Renishaw says dip in profit is short-term blip
PRECISION engineering firm Renishaw said its quarterly profit fell 15 per cent on continued investment in staff and infrastructure, but the company expects to overcome the shortfall and grow profits for the year.
The company, which makes and sells precision and inspection products for the healthcare and metrology industries, said activity in April was ahead of last year.
“Despite continuing global macroeconomic uncertainties, we have experienced good growth over the year to date and are starting to see signs of an upturn in the electronics market,” Renishaw said in a statement.
Pre-tax profit fell to £21.4m for the third quarter from £25.2m a year earlier.
January-March revenue rose four per cent to £81.6m, with growth in Europe, the UK and the US, which is also the company’s biggest single market.
Shares of the company, which have gained 33 per cent this year, closed up 9.4 per cent at 1,473p yesterday.

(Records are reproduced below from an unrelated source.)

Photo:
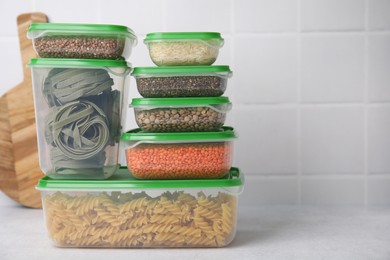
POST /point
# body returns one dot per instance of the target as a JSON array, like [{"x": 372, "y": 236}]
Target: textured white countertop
[{"x": 266, "y": 232}]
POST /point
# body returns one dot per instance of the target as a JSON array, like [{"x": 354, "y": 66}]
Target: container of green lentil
[
  {"x": 201, "y": 114},
  {"x": 82, "y": 41},
  {"x": 182, "y": 81}
]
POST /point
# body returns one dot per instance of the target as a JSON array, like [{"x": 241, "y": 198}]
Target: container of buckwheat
[{"x": 82, "y": 41}]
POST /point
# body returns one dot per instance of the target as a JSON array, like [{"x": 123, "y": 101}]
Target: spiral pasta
[{"x": 175, "y": 219}]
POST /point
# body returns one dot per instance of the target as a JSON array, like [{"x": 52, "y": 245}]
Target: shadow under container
[
  {"x": 202, "y": 114},
  {"x": 126, "y": 212},
  {"x": 182, "y": 81},
  {"x": 82, "y": 41},
  {"x": 183, "y": 48},
  {"x": 193, "y": 155},
  {"x": 78, "y": 116}
]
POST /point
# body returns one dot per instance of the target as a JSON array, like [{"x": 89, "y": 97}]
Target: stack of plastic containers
[
  {"x": 78, "y": 83},
  {"x": 88, "y": 200},
  {"x": 182, "y": 138}
]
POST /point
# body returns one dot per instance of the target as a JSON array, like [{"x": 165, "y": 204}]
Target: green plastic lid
[
  {"x": 52, "y": 62},
  {"x": 95, "y": 29},
  {"x": 122, "y": 180},
  {"x": 197, "y": 101},
  {"x": 158, "y": 36},
  {"x": 138, "y": 135},
  {"x": 166, "y": 70}
]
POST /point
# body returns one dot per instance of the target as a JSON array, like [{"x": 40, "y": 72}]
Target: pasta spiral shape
[{"x": 173, "y": 219}]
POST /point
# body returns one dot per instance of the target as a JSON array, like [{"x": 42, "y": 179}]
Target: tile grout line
[
  {"x": 365, "y": 101},
  {"x": 299, "y": 109}
]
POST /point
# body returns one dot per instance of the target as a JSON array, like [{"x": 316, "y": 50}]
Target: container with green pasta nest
[{"x": 78, "y": 110}]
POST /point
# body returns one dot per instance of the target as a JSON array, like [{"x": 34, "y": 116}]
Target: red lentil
[{"x": 180, "y": 161}]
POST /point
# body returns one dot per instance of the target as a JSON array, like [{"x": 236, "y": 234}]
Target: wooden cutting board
[{"x": 19, "y": 168}]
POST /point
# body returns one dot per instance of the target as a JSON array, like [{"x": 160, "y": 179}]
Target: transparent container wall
[
  {"x": 201, "y": 217},
  {"x": 181, "y": 86},
  {"x": 82, "y": 46},
  {"x": 184, "y": 52},
  {"x": 181, "y": 119},
  {"x": 175, "y": 160},
  {"x": 78, "y": 112}
]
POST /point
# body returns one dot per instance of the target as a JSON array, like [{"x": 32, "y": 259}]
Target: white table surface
[{"x": 266, "y": 232}]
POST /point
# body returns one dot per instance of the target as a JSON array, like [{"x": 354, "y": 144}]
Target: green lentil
[{"x": 185, "y": 119}]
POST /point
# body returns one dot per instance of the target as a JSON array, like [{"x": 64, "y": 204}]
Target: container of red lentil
[
  {"x": 200, "y": 114},
  {"x": 194, "y": 155}
]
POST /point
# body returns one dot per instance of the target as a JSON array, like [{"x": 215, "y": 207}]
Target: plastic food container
[
  {"x": 125, "y": 212},
  {"x": 179, "y": 155},
  {"x": 184, "y": 48},
  {"x": 78, "y": 110},
  {"x": 182, "y": 81},
  {"x": 205, "y": 114},
  {"x": 82, "y": 41}
]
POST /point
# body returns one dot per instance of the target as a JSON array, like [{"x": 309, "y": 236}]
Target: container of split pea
[
  {"x": 191, "y": 155},
  {"x": 200, "y": 114}
]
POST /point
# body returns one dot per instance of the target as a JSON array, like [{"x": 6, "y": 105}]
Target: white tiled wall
[{"x": 311, "y": 85}]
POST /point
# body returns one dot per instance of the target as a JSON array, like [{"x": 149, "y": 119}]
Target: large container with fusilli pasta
[
  {"x": 78, "y": 107},
  {"x": 125, "y": 212}
]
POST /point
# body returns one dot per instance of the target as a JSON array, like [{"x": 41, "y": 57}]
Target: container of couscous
[
  {"x": 125, "y": 212},
  {"x": 202, "y": 114},
  {"x": 183, "y": 48},
  {"x": 179, "y": 155},
  {"x": 182, "y": 81},
  {"x": 82, "y": 41}
]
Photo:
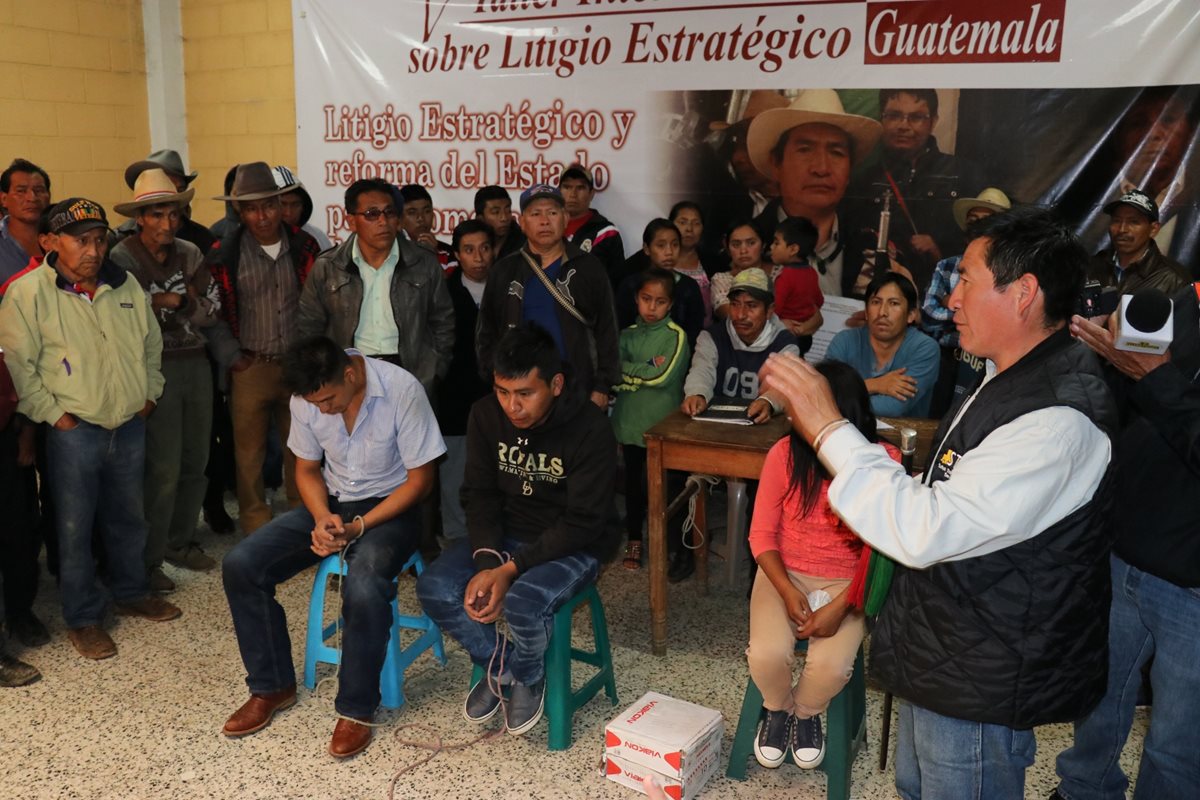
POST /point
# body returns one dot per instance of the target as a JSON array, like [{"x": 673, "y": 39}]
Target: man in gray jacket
[{"x": 381, "y": 294}]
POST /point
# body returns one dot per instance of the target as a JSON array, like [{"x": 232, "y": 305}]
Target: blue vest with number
[{"x": 737, "y": 371}]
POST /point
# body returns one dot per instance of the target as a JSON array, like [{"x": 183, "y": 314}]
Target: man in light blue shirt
[
  {"x": 898, "y": 362},
  {"x": 377, "y": 320},
  {"x": 372, "y": 426}
]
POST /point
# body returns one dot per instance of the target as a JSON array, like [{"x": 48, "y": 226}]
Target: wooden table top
[{"x": 679, "y": 428}]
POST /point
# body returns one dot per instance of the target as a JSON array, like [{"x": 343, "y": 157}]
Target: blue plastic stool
[
  {"x": 562, "y": 703},
  {"x": 845, "y": 731},
  {"x": 391, "y": 679}
]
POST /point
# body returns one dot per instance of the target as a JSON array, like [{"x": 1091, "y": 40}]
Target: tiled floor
[{"x": 147, "y": 723}]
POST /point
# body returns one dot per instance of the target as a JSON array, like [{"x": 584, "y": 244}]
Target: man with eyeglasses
[
  {"x": 921, "y": 181},
  {"x": 84, "y": 350},
  {"x": 379, "y": 293}
]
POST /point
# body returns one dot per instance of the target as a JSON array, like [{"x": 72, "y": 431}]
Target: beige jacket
[{"x": 99, "y": 360}]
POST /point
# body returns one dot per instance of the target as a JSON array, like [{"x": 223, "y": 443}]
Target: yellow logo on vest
[{"x": 946, "y": 463}]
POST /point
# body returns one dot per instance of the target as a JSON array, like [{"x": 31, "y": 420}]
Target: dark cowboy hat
[{"x": 253, "y": 181}]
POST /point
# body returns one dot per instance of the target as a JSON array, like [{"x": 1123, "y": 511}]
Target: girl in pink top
[{"x": 807, "y": 560}]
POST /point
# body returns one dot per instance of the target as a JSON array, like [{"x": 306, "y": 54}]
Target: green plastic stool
[
  {"x": 562, "y": 703},
  {"x": 845, "y": 731}
]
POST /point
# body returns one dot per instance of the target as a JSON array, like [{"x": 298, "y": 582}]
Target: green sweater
[{"x": 647, "y": 391}]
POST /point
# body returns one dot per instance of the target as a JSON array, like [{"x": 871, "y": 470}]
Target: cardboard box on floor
[{"x": 679, "y": 741}]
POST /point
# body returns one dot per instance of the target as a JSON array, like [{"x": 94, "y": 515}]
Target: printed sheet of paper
[{"x": 834, "y": 314}]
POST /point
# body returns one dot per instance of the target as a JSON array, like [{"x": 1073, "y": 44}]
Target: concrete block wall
[
  {"x": 73, "y": 92},
  {"x": 238, "y": 68}
]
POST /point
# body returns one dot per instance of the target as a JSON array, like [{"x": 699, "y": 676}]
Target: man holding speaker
[
  {"x": 1005, "y": 534},
  {"x": 1156, "y": 570},
  {"x": 1134, "y": 262}
]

Scott Cagehin, an analyst at Numis who has a “hold” recommendation on the stock said: “Profits are lower but this is driven by a higher cost base to support revenue growth and increased research and development.
“However, management expects to generate good profits in the fourth quarter and full-year 2012 pre-tax profit should be ahead year-on-year. With high operational gearing, we believe that there is good potential upside risk with a recovery in its electronics sector coupled with the benefits of restructuring its healthcare business.”